By JOHN O'CONNELL
SODA SPRINGS, Idaho -- Sid Cellan estimates he's made an extra 40 cents per hundredweight, adding up to roughly $20,000 per year, since he started cutting out the middle man two seasons ago.
Rather than going through the local grain elevator to find a market for his feed grain -- and to provide protection against the risk of not being paid -- the Caribou County dry-land grower now sells most of it directly to a Utah dairy.
Eastern Idaho grain farmers say selling feed directly to an end user can result in a considerable payoff, but it's critical to know the buyer well and to take steps to reduce risk.
Cellan's father once lost $100,000 by selling directly to a dairy that declared bankruptcy. Cellan's family learned feed suppliers tend to be at the "bottom of the totem pole" among creditors.
Cellan, one of three Caribou County growers now supplying the Utah dairy, has a contract to sell 90,000 bushels of grain over the course of a year. Without a grain elevator for shipping, they hire an independent transportation service.
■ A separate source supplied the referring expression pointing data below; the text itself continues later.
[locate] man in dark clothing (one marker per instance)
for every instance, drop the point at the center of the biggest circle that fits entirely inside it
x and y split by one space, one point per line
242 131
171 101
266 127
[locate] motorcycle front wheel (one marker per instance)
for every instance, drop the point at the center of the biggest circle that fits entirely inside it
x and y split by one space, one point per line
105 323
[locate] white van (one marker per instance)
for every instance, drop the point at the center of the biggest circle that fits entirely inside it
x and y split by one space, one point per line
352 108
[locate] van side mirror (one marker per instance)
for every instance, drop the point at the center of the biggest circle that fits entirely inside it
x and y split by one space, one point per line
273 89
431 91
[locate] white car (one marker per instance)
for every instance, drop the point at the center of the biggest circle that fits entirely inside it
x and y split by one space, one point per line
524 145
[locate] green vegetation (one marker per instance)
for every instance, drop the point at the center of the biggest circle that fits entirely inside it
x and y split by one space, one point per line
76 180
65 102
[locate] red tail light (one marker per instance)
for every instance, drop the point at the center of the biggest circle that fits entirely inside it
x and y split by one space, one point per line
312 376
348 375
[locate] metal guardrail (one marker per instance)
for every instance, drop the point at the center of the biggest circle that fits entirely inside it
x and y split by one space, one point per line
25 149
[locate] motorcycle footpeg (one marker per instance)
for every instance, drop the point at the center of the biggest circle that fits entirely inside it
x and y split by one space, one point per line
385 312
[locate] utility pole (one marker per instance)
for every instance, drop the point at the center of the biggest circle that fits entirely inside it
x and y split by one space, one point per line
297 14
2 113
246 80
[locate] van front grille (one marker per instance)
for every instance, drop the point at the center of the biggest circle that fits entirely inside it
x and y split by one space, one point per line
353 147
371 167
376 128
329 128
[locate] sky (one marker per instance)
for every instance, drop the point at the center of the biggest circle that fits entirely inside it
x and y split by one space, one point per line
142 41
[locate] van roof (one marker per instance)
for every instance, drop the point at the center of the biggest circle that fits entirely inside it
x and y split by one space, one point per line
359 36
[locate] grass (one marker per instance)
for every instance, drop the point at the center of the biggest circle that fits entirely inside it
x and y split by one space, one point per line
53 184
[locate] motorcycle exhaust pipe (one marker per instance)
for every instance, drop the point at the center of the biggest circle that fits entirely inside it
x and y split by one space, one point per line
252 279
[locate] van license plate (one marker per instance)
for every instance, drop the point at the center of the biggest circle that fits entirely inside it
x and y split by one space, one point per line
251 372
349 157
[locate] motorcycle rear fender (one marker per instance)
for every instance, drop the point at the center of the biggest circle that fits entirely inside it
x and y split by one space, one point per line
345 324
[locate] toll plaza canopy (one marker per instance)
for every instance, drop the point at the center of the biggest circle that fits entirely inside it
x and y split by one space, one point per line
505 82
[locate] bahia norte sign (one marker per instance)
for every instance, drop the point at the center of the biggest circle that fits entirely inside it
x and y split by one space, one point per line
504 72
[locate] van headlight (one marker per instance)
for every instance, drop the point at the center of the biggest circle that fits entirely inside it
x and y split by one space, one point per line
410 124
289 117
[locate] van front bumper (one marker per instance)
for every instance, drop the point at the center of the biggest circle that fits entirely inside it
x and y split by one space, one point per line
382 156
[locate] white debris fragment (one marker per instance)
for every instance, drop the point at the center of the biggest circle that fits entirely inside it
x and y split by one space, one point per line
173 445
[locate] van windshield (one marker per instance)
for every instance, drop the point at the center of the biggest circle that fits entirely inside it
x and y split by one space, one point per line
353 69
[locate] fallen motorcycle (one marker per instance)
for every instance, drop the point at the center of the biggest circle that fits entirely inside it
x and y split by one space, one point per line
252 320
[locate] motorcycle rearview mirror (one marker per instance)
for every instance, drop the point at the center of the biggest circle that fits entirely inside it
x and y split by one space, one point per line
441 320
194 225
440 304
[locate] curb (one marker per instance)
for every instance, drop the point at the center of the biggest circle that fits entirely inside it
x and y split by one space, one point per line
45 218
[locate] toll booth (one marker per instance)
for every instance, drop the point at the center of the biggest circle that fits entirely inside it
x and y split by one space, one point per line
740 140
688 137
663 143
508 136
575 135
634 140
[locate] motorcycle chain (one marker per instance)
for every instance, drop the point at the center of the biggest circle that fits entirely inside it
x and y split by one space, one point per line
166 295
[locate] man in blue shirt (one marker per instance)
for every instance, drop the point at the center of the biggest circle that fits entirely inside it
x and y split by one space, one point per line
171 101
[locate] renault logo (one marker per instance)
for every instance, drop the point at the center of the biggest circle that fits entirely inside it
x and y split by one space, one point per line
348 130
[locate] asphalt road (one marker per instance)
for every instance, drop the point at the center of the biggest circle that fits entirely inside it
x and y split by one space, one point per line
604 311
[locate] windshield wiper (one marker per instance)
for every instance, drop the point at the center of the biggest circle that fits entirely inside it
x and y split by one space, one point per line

The Utah dairy doesn't pay into an indemnity fund, which would compensate farmers who provide feed in case of default. So Cellan requires payment every month to minimize potential losses.
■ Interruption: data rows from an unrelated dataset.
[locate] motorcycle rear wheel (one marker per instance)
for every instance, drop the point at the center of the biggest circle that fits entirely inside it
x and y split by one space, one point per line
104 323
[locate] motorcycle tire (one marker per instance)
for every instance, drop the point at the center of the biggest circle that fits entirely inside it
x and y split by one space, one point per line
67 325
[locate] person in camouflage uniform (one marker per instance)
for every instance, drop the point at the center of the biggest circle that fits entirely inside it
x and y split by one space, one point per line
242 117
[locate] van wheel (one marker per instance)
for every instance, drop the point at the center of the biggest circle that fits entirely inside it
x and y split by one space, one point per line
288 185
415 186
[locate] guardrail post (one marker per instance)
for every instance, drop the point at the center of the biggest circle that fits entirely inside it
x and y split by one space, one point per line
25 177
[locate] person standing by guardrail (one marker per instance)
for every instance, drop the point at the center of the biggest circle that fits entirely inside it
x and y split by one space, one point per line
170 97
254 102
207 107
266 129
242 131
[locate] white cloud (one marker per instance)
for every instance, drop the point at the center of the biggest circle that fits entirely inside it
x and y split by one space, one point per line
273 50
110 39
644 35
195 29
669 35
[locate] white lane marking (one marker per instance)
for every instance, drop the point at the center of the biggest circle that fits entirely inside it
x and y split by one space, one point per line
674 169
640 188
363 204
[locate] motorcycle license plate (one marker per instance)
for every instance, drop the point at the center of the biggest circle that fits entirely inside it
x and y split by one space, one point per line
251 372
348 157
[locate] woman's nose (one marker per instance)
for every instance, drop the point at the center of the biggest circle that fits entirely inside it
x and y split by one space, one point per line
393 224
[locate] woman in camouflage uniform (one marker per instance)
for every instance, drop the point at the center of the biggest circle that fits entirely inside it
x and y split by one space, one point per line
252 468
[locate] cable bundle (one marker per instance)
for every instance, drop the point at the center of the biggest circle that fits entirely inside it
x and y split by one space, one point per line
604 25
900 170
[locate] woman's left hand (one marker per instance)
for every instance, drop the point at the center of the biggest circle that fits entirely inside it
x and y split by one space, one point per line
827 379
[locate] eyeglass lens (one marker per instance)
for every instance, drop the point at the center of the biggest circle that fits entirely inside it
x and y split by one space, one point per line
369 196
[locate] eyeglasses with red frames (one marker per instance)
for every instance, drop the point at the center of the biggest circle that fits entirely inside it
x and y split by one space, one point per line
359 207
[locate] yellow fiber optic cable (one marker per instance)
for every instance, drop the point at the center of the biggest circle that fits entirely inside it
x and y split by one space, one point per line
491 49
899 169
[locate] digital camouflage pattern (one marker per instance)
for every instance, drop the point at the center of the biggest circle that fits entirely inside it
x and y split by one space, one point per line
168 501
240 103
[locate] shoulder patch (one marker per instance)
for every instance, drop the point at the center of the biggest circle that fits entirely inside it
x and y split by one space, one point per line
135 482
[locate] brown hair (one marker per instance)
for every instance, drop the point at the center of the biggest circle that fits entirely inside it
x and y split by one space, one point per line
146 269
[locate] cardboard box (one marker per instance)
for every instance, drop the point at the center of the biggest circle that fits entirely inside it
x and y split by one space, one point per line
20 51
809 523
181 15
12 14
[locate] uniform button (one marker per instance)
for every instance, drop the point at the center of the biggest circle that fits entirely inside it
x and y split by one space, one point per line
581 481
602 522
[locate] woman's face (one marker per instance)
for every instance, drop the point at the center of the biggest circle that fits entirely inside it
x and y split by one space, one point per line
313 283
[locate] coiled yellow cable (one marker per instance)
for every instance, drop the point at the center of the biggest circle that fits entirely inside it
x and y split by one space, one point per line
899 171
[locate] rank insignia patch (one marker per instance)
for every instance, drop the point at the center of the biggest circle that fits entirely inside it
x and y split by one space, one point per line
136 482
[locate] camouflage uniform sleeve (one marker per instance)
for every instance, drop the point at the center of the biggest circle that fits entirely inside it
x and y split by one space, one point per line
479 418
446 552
In addition to mitigating risk, Willis Seyfried, an operator with Soda Springs Grain Elevator, said elevators also serve as storage warehouses for growers.
Even Cellan uses the elevator to find specific seed varieties, or to have his own seed treated, sorted and cleaned. Seyfried said handling fees are deducted from strong prices, resulting from the elevator's sales volume of roughly 1.5 million bushels per year.
Jeff Godfrey, president of Caribou County Grain Growers, occasionally directly supplies a local egg company about 20,000 bushels of soft white wheat for feed.
"One day I picked up the phone and checked with them to see what they were paying for feed wheat," Godfrey said.
He said the egg company is fairly large and secure, and he estimates it costs him at least 25 cents per hundredweight to sell through the local elevator. Godfrey said direct sales may not be feasible for growers without their own transportation or storage.
"It's something you can look around and find and you might use one year, and the next year you might not," Godfrey said of direct sales.
Arbon Valley, Idaho, grower Hans Hayden sells some grain directly to households for home storage and about 5 percent of his production as seed to "best-friend neighbors." He doesn't often go through a grain elevator, but he sells large volumes to mills, reasoning he has his own transportation to move his grain, and the mills have indemnity fund protection.
Hayden said it's tough to avoid selling hay directly to an end user and advises growers to work with dairies and feed lots that pay into the indemnity fund. He requires hay buyers to pay 80-90 percent up front, and the rest after it's delivered and weighed.
He warns feed growers to know their customers, as some buyers seeking hay have burned bridges by failing to pay previous suppliers.